ACE-Step v1.5 review: open-source AI music after Suno v5
ACE-Step 1.5 went live on January 28, 2026. The headline number, a SongEval score of 8.09, beats Suno v5. Both claims are real. Neither tells the whole story.
ACE-Step 1.5 went live on January 28, 2026. The headline number, a SongEval score of 8.09, beats Suno v5. The headline architecture, a 3.5 billion parameter open-source model that runs on a $400 graphics card, sounds even more disruptive. Both claims are real. Neither tells the whole story.
I have spent about a month with ACE-Step routed through the audio-to-audio panel on Z.Tools, and I think it is the most interesting thing to happen to text-to-music in 2026. The benchmark headline is a little misleading. The practical experience depends a lot on which output you care about most.
What ACE-Step is, in plain language
A joint project from ACE Studio and StepFun. Open source. Released as v1 in May 2025, v1.5 in January 2026. The 1.5 release is the one worth paying attention to.
Architecturally, it splits the work between two specialists. A Language Model takes a short user query and turns it into what the team calls a song blueprint, which is a structured plan for tempo, key, instrument list, mood, and section layout. A Diffusion Transformer then synthesizes the audio from that plan. The two pieces communicate through chain-of-thought rather than through a single fused embedding, which is why the team can swap in a smaller or larger Language Model independently of the audio decoder. The XL variant scales the diffusion stage to 4 billion parameters; the standard one stays at 3.5 billion.
Three supporting pieces matter for understanding why the model behaves the way it does:
- Sana DCAE compresses the audio into a latent that the diffusion stage can handle quickly, which is the main reason inference is so fast on consumer hardware.
- MERT and m-hubert handle semantic alignment during training, and they are part of why lyric phonetics actually land most of the time, including in Asian languages.
- Intrinsic reinforcement learning replaces the external reward model that most music systems use, which simplifies the training pipeline and means the team can update the alignment behavior without retraining a separate scorer.
The full stack is open. Weights, code, and an interactive demo are on GitHub, Hugging Face, and ModelScope.

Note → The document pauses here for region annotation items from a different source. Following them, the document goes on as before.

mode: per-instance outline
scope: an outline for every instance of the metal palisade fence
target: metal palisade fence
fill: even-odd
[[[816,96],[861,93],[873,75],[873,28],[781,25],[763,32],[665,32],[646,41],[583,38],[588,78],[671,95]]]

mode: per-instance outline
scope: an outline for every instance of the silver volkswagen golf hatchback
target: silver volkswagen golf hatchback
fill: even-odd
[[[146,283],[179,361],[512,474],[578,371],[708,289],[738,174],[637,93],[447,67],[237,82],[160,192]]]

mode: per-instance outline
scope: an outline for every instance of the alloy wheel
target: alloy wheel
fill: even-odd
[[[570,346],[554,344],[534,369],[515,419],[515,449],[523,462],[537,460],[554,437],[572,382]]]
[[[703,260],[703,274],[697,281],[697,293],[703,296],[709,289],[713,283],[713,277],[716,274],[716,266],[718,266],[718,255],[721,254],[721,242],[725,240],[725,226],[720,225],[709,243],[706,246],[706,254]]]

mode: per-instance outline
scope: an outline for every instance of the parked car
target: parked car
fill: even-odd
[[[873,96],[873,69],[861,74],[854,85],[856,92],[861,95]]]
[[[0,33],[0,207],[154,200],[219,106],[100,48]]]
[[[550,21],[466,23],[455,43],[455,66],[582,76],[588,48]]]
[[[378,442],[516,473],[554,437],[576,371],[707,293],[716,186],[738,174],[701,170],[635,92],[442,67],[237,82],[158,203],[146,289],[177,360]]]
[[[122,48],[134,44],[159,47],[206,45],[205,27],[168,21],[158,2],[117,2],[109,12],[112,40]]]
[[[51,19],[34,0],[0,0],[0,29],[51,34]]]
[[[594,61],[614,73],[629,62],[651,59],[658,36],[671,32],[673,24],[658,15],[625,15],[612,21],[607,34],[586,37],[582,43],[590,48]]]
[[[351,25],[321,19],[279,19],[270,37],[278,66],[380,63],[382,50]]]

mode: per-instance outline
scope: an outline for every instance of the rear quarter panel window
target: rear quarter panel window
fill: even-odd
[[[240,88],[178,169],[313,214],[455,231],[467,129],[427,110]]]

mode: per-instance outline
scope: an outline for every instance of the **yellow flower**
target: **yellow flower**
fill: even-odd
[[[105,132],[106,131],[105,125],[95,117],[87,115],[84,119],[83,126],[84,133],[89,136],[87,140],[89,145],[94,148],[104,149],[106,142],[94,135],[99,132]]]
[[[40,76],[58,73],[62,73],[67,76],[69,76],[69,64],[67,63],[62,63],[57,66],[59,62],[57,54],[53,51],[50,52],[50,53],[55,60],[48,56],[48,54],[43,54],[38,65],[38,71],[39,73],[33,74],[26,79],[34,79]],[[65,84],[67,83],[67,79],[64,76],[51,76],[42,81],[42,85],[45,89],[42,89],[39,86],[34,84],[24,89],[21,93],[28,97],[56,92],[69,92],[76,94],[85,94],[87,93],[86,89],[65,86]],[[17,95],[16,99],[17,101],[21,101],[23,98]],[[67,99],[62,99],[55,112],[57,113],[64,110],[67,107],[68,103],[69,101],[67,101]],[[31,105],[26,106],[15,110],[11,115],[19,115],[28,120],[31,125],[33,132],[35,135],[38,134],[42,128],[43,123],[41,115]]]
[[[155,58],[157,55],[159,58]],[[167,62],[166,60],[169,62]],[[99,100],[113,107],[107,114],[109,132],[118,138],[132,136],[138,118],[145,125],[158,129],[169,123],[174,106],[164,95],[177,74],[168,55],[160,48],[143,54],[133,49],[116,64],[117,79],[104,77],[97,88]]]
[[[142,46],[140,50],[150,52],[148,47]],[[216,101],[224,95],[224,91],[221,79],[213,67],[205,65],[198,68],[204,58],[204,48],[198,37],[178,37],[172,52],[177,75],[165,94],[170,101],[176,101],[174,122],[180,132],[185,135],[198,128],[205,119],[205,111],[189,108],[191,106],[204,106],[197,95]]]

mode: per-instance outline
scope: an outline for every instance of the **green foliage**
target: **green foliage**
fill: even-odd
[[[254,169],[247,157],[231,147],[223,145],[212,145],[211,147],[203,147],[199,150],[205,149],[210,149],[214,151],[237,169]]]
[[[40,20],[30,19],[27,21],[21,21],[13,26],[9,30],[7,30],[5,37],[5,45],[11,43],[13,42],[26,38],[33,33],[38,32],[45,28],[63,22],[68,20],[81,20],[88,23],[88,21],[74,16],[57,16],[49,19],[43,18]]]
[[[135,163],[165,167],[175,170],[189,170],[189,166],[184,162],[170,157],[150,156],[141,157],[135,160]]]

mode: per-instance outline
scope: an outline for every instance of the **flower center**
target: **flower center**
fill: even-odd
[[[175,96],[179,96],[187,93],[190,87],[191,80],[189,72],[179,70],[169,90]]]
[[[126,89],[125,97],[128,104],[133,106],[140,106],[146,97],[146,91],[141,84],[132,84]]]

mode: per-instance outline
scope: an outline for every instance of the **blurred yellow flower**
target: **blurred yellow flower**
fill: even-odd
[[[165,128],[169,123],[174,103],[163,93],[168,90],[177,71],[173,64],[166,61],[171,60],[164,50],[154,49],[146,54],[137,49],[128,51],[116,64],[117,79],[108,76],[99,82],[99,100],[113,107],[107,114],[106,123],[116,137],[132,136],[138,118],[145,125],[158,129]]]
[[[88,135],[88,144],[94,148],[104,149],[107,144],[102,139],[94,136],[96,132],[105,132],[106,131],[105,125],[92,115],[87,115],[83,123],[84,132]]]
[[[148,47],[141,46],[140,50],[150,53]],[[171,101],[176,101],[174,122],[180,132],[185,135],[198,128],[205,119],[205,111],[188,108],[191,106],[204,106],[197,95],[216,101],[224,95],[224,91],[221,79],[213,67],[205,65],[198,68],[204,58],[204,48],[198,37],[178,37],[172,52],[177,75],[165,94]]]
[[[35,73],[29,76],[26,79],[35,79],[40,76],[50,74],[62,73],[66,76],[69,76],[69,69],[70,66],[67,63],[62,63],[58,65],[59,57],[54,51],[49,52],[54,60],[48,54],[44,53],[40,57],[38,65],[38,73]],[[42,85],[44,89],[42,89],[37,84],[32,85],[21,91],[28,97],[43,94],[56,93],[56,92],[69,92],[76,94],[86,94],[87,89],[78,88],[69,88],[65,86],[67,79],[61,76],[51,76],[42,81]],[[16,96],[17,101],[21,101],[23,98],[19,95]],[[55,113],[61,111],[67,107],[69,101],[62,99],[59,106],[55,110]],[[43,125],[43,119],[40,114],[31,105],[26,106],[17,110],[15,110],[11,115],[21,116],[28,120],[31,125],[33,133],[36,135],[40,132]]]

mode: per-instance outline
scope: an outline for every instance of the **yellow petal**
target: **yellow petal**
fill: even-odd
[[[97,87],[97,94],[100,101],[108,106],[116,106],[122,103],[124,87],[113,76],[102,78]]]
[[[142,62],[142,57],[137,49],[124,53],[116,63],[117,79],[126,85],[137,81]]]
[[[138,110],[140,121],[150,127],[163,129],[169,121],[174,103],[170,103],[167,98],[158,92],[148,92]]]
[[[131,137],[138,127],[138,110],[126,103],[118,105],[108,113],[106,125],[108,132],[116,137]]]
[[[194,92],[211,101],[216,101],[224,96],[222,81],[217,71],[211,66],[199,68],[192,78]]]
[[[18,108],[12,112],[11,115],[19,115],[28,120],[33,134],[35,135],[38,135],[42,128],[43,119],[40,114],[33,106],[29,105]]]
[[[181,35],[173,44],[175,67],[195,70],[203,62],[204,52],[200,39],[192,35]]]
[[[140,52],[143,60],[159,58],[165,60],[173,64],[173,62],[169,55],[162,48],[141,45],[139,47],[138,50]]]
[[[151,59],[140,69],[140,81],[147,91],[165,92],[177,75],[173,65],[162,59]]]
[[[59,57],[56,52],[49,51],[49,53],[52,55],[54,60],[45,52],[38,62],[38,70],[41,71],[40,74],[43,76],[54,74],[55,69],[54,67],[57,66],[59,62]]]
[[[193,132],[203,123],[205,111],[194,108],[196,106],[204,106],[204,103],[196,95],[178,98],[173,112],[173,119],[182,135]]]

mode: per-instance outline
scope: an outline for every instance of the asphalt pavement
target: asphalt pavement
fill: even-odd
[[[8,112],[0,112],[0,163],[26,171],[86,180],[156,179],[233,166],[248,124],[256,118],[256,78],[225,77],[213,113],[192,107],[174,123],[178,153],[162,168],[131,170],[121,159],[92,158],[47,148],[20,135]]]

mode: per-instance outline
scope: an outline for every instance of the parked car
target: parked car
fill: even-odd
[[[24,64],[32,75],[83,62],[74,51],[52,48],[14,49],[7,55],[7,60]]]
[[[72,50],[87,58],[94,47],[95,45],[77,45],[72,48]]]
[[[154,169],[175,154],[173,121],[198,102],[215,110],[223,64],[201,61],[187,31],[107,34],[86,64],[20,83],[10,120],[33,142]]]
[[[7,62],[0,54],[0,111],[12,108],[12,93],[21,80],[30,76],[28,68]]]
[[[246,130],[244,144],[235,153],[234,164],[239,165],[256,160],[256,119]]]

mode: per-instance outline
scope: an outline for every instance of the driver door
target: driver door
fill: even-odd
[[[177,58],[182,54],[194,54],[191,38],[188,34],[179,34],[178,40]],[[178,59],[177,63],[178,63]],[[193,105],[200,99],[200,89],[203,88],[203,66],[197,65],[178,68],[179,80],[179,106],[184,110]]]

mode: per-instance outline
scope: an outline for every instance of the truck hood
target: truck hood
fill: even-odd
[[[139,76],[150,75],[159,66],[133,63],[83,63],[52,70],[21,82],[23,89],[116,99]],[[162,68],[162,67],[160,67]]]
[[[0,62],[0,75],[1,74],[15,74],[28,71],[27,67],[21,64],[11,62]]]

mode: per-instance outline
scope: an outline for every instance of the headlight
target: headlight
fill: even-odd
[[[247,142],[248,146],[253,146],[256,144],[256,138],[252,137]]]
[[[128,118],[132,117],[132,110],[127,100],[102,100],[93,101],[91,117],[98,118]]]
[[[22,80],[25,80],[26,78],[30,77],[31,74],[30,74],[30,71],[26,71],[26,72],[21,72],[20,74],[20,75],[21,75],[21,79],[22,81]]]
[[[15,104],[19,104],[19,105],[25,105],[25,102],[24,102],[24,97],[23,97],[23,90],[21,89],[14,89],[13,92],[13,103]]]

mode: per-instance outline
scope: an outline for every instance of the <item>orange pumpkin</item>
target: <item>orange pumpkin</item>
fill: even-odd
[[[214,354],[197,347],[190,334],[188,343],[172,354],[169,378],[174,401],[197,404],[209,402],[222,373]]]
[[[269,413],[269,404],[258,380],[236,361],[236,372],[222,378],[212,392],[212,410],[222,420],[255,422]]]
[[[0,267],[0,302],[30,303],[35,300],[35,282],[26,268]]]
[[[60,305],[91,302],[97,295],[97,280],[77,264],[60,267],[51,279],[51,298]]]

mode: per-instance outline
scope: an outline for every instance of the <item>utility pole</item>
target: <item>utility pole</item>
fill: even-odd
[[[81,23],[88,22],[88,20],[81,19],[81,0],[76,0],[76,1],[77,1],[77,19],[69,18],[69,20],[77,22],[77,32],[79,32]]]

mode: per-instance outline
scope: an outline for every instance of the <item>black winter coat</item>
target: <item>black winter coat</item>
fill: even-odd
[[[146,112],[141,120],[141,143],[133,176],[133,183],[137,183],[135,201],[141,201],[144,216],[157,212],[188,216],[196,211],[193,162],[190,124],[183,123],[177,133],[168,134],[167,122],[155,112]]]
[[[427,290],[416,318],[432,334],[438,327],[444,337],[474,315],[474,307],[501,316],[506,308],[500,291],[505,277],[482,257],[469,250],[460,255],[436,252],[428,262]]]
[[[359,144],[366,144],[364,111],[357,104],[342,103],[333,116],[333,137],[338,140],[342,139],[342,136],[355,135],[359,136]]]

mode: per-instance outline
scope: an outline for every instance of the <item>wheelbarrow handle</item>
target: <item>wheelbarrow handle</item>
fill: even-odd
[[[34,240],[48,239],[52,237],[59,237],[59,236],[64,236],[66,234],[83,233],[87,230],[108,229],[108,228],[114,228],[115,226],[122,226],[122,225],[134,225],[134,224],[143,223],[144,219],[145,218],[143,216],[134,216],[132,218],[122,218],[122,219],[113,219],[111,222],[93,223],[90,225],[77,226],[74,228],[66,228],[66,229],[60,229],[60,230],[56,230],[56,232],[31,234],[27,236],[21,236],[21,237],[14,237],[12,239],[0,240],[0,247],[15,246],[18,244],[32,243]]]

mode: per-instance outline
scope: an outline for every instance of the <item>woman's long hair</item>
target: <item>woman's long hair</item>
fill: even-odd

That matters more than it sounds, and I will come back to it.
The benchmark numbers, honestly
Here is the comparison the launch coverage leaned on, with all five published metrics rather than the one that flatters ACE-Step the most.
The wins:
- SongEval 8.09. The first time an open model has held this line against a top-tier commercial system.
- Generation speed under 2 seconds per song on an A100. Under 10 seconds on an RTX 3090. The team's claim of 10 to 120x faster than alternatives is roughly correct, depending on the alternative.
- VRAM under 4 GB for the standard model. A laptop GPU runs it.
The losses:
- AudioBox: Suno v5 7.87 versus ACE-Step 1.5 7.42. Audio quality polish still favors Suno.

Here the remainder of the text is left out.